Police say they do not yet known if the attacker had any radical Islamist background. The investigations is currently focused on attacker’s communications.
The suspect lived in a hotel in Ansbach, the minister said. He had tried to commit suicide two times and was previously housed in a psychiatric hospital. In the coming days, the investigation will focus on establishing whether the man acted with suicidal intent, Bavarian Interior Minister Joachim Herrmann told journalists.
So far, the investigation has found no evidence of an attempted political assassination or extremism, but such a possibility cannot be ruled out. The type of explosives detonated has not yet been established, but Hermann said that “metal parts” were apparently used in the improvised device.
A jihadist link cannot be excluded either, the minister said, since the presence of metal parts in the bomb indicates that the suspect had aimed to hurt as many people as possible.
The Federal Office for Migration and Refugees will reveal why the suspect’s asylum application had previously been rejected later in the day Herrmann noted that those who are “seeking protection in Germany, must show full respect for the German legal system and the German population.”
The minister added that the attack demonstrated the need "to strengthen controls on those we have living in our country".
Following a press conference, Herrmann told Germany’s DPA, that he personally considers the bombing in Ansbach to have been the work of an Islamist suicide bomber.
"My personal opinion is that, unfortunately I think, it is very obvious that there has been a real Islamist suicide attack here," Herrmann said early Monday.
“You never know the various motivations that can drive somebody to do something like this. That’s one of the difficulties that I think the intelligence and the security forces are around the world face[ing it] when it comes to a situation like this,” former CIA officer and international lawyer Jack Rice told RT.

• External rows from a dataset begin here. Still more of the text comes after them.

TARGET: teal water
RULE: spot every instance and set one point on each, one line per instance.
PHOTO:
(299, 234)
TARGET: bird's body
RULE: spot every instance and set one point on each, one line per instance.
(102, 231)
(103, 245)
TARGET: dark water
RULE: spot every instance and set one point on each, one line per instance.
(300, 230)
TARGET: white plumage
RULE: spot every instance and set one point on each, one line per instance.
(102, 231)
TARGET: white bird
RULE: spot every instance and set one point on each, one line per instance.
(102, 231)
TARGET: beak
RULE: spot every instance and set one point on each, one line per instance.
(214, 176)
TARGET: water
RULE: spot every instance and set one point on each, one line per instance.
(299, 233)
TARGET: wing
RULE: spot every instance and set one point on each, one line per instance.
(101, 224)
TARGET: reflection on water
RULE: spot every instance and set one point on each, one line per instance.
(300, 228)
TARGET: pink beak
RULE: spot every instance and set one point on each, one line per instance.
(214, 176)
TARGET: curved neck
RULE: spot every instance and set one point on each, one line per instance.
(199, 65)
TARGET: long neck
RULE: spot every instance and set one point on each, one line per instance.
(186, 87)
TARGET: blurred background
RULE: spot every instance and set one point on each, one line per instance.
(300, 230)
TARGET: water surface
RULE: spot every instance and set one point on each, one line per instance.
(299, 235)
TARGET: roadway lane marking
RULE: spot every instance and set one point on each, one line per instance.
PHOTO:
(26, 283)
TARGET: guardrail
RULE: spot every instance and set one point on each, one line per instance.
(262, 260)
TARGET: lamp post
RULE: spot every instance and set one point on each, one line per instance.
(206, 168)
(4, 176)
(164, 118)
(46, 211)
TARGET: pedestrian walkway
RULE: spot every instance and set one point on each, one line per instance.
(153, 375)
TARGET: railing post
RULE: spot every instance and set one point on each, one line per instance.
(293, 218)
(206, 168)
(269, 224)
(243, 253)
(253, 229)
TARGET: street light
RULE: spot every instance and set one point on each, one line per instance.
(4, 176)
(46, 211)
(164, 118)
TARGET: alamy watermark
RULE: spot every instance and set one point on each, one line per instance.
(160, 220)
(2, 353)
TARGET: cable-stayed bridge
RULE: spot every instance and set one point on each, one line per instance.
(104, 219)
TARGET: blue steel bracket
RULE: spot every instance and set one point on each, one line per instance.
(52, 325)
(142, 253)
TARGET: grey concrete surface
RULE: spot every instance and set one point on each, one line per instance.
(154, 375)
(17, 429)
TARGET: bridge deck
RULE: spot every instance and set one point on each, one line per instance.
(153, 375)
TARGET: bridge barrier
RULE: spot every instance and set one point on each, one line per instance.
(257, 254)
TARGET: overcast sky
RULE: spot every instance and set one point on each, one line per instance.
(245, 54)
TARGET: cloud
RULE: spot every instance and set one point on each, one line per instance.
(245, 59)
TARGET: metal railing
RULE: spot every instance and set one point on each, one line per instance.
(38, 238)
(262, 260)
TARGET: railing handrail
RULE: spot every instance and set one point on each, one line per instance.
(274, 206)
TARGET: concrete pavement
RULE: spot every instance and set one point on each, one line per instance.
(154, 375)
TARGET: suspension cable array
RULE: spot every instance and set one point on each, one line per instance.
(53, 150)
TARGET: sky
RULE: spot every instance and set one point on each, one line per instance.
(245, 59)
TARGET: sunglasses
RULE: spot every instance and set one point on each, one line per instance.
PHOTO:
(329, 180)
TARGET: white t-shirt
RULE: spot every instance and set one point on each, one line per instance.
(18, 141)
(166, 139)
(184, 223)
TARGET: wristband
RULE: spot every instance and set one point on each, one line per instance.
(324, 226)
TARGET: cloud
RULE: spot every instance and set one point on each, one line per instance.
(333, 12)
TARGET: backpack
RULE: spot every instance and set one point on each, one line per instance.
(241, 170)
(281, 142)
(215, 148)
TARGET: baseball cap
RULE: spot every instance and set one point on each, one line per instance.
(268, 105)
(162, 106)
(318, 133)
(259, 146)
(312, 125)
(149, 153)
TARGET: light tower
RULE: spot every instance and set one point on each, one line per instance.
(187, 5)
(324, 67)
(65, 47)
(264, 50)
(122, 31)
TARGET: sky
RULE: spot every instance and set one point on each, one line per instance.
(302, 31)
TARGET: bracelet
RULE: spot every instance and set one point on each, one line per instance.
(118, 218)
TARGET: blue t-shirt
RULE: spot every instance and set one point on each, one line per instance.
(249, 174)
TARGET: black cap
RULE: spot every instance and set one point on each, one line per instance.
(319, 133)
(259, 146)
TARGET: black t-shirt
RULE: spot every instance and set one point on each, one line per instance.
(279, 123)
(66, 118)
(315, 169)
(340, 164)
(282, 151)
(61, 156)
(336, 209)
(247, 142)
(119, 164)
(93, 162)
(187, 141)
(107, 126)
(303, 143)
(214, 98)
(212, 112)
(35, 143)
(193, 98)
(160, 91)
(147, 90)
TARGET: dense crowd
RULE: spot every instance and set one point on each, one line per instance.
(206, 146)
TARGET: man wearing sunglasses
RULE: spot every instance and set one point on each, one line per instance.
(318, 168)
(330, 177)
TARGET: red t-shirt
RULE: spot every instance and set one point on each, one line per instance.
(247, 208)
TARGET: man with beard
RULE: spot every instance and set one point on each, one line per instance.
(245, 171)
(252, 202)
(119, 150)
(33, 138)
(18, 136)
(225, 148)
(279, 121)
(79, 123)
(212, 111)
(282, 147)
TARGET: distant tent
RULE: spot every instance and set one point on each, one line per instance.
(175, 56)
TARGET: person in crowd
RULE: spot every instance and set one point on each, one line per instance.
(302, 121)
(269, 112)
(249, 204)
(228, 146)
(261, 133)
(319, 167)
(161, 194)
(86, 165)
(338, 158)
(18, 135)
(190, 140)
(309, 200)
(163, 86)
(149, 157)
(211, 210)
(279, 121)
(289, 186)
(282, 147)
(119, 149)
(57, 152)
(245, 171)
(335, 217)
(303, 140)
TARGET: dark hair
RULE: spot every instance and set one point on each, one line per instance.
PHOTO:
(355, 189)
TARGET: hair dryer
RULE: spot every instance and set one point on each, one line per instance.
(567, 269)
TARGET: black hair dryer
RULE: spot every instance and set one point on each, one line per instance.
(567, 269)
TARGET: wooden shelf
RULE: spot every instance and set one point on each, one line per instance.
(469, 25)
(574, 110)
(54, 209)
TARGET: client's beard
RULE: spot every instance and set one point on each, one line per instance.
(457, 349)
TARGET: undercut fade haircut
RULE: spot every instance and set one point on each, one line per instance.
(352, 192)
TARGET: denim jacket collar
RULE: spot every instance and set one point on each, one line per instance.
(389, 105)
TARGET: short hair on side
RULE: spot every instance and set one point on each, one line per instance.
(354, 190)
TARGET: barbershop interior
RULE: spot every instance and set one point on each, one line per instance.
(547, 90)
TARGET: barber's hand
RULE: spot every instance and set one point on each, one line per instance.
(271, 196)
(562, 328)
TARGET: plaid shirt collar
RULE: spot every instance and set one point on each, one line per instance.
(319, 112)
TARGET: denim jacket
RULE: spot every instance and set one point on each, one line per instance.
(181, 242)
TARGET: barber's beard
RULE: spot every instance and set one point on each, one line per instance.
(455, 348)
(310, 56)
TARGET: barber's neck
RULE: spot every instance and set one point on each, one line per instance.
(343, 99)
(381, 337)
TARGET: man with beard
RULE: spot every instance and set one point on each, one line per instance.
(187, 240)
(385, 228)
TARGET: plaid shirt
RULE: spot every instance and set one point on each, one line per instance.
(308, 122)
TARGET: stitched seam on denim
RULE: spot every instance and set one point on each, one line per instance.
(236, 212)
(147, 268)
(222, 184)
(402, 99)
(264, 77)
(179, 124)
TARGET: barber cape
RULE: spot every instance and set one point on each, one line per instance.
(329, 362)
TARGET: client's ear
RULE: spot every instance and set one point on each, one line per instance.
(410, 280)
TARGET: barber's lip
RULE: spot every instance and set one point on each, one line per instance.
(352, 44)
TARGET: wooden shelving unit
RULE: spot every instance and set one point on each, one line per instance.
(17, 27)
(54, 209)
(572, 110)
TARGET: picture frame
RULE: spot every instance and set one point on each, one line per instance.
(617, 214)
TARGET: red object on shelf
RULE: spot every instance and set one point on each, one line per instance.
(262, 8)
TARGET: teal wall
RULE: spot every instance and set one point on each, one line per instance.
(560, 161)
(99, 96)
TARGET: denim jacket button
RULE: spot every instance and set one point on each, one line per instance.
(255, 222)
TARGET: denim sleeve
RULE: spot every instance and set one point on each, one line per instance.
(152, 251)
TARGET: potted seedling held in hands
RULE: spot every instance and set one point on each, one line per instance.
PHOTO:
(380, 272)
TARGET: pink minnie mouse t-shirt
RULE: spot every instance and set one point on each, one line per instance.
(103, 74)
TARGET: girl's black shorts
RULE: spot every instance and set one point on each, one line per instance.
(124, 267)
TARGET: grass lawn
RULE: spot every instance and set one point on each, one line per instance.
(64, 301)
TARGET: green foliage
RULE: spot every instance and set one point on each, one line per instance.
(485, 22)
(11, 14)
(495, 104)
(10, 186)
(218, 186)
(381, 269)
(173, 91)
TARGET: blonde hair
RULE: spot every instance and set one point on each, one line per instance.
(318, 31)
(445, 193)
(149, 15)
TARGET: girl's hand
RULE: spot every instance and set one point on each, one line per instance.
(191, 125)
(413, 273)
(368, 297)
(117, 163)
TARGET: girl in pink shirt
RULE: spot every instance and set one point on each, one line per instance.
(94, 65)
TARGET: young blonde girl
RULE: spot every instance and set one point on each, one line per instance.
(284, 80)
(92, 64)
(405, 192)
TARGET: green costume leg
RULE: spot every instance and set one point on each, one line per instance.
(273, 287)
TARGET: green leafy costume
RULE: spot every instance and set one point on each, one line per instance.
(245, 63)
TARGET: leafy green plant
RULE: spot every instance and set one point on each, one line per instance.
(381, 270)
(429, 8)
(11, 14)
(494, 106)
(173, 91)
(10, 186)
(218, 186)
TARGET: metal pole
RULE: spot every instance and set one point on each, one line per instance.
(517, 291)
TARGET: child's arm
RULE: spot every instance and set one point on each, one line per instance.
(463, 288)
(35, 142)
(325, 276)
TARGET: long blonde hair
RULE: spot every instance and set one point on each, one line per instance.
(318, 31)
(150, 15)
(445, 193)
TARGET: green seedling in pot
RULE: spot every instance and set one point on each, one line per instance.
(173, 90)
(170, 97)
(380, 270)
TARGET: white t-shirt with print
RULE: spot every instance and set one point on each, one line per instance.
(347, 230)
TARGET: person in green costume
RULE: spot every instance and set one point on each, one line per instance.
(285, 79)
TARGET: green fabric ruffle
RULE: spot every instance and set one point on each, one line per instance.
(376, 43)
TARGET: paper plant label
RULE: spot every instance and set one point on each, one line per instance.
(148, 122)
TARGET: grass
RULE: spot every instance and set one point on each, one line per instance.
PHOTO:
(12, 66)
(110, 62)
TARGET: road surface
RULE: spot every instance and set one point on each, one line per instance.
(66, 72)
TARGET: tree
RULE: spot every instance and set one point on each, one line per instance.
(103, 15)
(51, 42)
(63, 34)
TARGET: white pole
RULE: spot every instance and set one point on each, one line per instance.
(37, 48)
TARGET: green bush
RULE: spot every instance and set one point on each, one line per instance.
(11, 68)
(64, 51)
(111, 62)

“There are so many things that drive this but part of the problem is that you can see this copy-cat notion sort of spread out,” he added. “Think of it like throwing a stone into a pond. You can see this ripple effect start to spread out further and further and further. And what that has the potential of doing is motivating others who feel disaffected, who feel disenfranchised, who are confused, who are mentally ill, who are driven by anger…who are driven by just about anything else, who say, ‘I want to do something of consequence.”
With violence breaking out regularly across Europe the “trend of state of emergency throughout Europe” grows stronger, said geopolitical analyst from Patrick Henningsen.
“Anything that happens whether it is mugging or whether it is active violence it is being called terror and it’s being added into this progression of events. And it’s being highly hyper-politicized,” he added.
“Angela Merkel is under fire for anything that happens now. This is an incredible political situation in Germany right now. It’s a highly reactionary and highly irrational environment that the public is being herded into,” Henningsen added. “The migration issue in Germany is highly flammable and it may be the source of many problems, absolutely… But these violent events that we’re seeing here are not necessarily connected with that but they are being connected by the political classes, by the media and then the public will make those connections themselves.”
In the immediate aftermath of the attack there has been a “very easy tendency to pile on and blame the local authorities for not protecting the population,” political analyst Max Abrahms told RT. “But it’s particularly difficult in the case of Islamic State because these are people who are prepared to die. So they are not easily deterred. They are highly motivated. They are attacking in all sorts of places, not just symbolic targets, but large crowds”.
“In an all it just seems very happen-stance where in terms of the variety of terrorism, the background, the geographical diffusion of the attacks – all of this makes counter-terrorism extraordinarily difficult, especially against this lone-wolf sort of threat,” Abrahms added.